When a project is ongoing, if there is a Data Management Committee (DMC), the responsibility for data access requests would be with the DMC. It is really helpful to have a centralised point to provide data governance including guidelines for data sharing.

It is really worthwhile clarifying the process of handling data access requests to minimise effort and delays for both the data holder and the data requester.

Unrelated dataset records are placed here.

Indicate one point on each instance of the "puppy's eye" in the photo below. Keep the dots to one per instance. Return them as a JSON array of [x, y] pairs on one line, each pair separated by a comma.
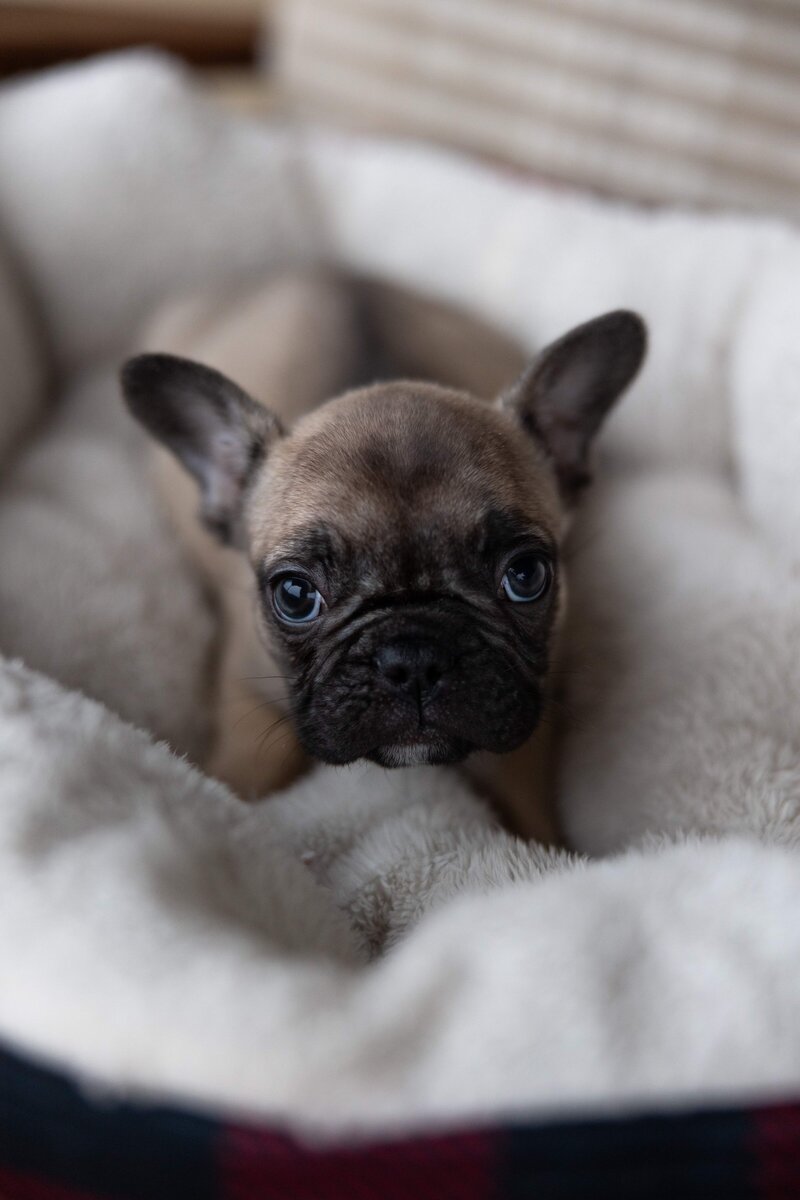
[[527, 577], [295, 599]]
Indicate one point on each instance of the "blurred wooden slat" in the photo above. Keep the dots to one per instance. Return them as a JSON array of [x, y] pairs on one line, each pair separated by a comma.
[[34, 35]]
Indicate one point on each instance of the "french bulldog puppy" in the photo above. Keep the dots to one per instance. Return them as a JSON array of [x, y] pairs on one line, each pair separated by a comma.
[[383, 497]]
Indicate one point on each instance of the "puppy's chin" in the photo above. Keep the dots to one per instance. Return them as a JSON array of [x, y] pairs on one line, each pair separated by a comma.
[[426, 751]]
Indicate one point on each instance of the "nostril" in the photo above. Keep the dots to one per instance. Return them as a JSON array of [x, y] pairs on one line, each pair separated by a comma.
[[432, 675], [397, 673]]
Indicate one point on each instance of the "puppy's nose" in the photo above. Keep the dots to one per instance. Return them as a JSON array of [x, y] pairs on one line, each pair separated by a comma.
[[410, 666]]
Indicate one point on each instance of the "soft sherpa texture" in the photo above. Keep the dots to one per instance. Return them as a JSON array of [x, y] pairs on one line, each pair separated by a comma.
[[370, 948]]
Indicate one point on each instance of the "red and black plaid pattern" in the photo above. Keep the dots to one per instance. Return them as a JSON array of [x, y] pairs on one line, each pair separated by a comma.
[[60, 1144]]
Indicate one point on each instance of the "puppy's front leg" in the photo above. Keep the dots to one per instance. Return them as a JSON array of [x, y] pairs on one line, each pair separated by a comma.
[[256, 750], [519, 786]]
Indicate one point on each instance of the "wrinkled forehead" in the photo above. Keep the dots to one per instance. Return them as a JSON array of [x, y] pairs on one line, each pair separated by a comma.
[[398, 466]]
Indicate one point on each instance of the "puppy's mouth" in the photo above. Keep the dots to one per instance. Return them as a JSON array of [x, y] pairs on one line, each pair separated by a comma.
[[423, 749]]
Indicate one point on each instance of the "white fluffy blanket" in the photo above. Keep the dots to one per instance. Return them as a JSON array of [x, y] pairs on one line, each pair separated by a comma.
[[370, 948]]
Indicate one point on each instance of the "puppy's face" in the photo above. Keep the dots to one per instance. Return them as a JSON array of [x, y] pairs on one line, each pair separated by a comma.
[[404, 539]]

This process may need to be revised as the project ends.

  • Who will be the point of contact and the email address (e.g. create a general project email that is handled by the project administration team)
  • Expected length of time before requester receives a response
  • Involve the institution’s legal team
    • Terms and conditions of use of data and/or samples
    • Publication guidelines
  • Standardise the process with a Data Access Request Form

An example of a data access process is shown below

Image of a four step process to request for data access.  Step 1 email the project.  Step 2 Discuss with the project what data or samples are being requested.  Step 3 approval by relevant committees.  Step 4 Decision communicated to requestor. Open image in new tab

Figure 10: Example of a data access process

This is an example of a data and sample access request form that you might find useful as a starting point to create one for your project.

In the UK, for members of the UK Health Data Research Alliance, the HDRUK Innovation Gateway may also be a way to manage the data access request process. This requires the metadata of the health datasets to be loaded to the Gateway web portal. Researchers with an account can then search the portal and request access to datasets. The request access process and also creating collections of metadata are described in more detail in the Data Custodian Playbook

This work was funded by the ELIXIR-UK: FAIR Data Stewardship training UKRI award (MR/V038966/1).